Przyglądając się bliżej, na interwale dziennym widać, że sposób dojścia kursu pod linię trendu jest bardzo dynamiczny. Mamy 3 wielkie, wzrostowe świece. Oznacza to, że impet wzrostów jest silny i aby zagrać na spadki, zgodnie z szerszym trendem warto zaczekać na równie mocny sygnał odwrotu np. formację świecową, także na wykresie D1. Warto także zwrócić uwagę, że w tym trendzie praktycznie każde podejście do linii trendu było podobne tzn. równie dynamiczne jak to, które aktualnie obserwujemy.
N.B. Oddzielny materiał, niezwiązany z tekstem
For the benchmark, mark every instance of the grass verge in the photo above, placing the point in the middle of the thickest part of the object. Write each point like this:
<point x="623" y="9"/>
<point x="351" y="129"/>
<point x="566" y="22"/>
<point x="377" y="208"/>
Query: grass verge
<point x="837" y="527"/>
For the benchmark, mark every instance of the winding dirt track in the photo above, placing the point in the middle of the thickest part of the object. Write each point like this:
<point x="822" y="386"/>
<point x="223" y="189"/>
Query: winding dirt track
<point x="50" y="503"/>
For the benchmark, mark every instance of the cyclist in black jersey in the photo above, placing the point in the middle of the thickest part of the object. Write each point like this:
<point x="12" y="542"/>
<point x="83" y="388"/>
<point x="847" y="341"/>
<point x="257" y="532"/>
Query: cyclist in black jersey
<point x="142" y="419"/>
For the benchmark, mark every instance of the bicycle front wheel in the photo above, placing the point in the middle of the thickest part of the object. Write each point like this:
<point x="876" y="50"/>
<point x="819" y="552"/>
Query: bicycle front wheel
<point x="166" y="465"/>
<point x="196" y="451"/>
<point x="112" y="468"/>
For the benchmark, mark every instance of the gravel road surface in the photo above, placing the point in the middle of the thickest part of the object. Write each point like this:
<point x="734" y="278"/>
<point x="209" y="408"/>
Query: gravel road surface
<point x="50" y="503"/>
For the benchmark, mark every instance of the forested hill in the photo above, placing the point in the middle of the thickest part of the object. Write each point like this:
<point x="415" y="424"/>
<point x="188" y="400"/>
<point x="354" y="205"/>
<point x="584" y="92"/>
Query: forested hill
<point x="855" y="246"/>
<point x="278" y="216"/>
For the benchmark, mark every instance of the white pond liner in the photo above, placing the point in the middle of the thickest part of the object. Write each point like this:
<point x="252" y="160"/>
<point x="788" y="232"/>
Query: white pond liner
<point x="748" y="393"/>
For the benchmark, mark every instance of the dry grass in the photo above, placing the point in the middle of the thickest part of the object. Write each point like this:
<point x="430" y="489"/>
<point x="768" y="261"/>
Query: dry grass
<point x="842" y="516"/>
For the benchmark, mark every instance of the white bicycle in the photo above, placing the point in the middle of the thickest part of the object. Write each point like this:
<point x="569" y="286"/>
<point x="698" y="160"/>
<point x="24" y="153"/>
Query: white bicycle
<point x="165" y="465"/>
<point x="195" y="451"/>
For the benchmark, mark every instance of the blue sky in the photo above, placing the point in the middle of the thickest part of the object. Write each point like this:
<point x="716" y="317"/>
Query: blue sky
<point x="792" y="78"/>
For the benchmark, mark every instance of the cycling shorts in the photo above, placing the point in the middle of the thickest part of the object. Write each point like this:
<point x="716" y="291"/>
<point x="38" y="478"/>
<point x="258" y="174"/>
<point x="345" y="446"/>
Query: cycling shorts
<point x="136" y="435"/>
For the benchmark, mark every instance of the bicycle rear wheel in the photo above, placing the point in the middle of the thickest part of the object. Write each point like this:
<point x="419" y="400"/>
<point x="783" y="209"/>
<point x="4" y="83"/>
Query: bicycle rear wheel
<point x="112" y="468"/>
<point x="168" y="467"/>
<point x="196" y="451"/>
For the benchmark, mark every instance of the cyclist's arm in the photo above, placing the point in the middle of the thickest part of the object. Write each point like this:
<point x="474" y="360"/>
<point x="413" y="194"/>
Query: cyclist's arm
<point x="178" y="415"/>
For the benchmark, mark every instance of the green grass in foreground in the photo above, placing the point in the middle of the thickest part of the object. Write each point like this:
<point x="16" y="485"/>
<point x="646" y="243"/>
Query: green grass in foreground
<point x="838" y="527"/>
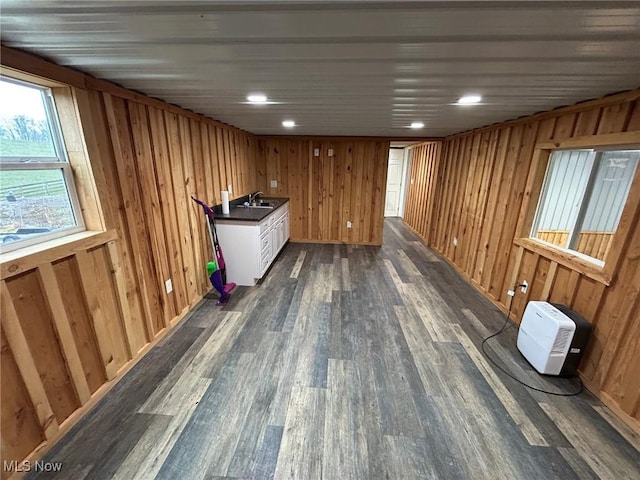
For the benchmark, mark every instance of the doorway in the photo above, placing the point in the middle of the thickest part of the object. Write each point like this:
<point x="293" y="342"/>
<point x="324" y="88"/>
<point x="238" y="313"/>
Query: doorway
<point x="396" y="176"/>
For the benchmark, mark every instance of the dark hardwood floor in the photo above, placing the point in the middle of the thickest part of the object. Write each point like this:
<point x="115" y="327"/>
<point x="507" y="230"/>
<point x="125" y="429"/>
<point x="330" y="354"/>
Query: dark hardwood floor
<point x="346" y="362"/>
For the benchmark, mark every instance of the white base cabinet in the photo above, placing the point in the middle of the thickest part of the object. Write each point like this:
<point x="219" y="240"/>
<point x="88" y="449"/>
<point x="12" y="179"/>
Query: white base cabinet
<point x="249" y="248"/>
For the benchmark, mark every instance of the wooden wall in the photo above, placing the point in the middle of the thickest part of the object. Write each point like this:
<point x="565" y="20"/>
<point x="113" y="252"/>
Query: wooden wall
<point x="480" y="181"/>
<point x="327" y="191"/>
<point x="77" y="316"/>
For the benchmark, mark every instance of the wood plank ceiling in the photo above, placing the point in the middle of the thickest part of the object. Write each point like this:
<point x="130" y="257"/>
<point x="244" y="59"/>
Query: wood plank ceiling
<point x="343" y="68"/>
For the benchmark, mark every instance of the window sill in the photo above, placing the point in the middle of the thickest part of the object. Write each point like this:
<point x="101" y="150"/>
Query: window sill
<point x="27" y="258"/>
<point x="573" y="262"/>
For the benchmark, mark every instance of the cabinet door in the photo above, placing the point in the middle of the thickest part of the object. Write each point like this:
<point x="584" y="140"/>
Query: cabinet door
<point x="286" y="227"/>
<point x="274" y="241"/>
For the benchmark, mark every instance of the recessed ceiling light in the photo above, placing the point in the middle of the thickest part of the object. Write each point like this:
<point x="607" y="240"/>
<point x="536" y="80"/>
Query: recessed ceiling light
<point x="257" y="98"/>
<point x="469" y="100"/>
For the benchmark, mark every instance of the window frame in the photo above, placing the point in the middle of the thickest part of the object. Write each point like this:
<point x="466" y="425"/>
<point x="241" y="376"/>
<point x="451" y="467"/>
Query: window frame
<point x="60" y="162"/>
<point x="601" y="271"/>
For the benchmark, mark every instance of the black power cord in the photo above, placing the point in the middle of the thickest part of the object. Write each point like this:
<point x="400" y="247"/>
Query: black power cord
<point x="504" y="327"/>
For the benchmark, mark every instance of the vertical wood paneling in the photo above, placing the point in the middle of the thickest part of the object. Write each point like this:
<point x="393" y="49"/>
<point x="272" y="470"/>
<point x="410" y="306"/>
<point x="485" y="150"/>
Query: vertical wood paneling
<point x="25" y="294"/>
<point x="326" y="191"/>
<point x="21" y="431"/>
<point x="68" y="279"/>
<point x="479" y="192"/>
<point x="83" y="318"/>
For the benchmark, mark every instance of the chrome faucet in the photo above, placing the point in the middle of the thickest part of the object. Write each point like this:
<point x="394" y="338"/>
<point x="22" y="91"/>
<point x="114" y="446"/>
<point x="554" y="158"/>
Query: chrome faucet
<point x="252" y="197"/>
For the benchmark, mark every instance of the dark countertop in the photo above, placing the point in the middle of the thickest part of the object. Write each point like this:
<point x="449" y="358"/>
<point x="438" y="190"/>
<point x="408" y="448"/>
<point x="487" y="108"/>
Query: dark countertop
<point x="239" y="213"/>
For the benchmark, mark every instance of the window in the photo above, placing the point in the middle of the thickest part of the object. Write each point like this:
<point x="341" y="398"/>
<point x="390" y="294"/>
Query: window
<point x="37" y="196"/>
<point x="582" y="199"/>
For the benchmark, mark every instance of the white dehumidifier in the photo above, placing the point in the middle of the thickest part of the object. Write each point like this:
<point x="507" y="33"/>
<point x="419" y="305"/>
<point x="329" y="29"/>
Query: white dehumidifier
<point x="552" y="338"/>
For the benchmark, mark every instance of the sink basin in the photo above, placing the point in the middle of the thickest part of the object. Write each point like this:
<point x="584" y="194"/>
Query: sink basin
<point x="256" y="206"/>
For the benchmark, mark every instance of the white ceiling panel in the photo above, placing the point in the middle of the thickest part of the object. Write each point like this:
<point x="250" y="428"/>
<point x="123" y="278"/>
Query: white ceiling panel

Najlepszy przykład to poprzednie podejście widoczne na naszym wykresie, gdzie także powrót do trendu nastąpił po 3 dużych świecach wzrostowych.
Warto zatem poczekać na ewentualny sygnał powrotu do trendu spadkowego. Wybicie linii trendu nie zmieni jednak układu na wzrostowy. Linie trendu mają to do siebie, że dość często należy je poprawiać, gdyż często można spotkać różnego rodzaju naruszenia. Odrobinę wyżej, nad linią jest silna strefa oporu, łącząca 4 ostatnie wierzchołki. Dopiero wybicie tej strefy otworzy drogę do zmiany trendu na wzrostowy.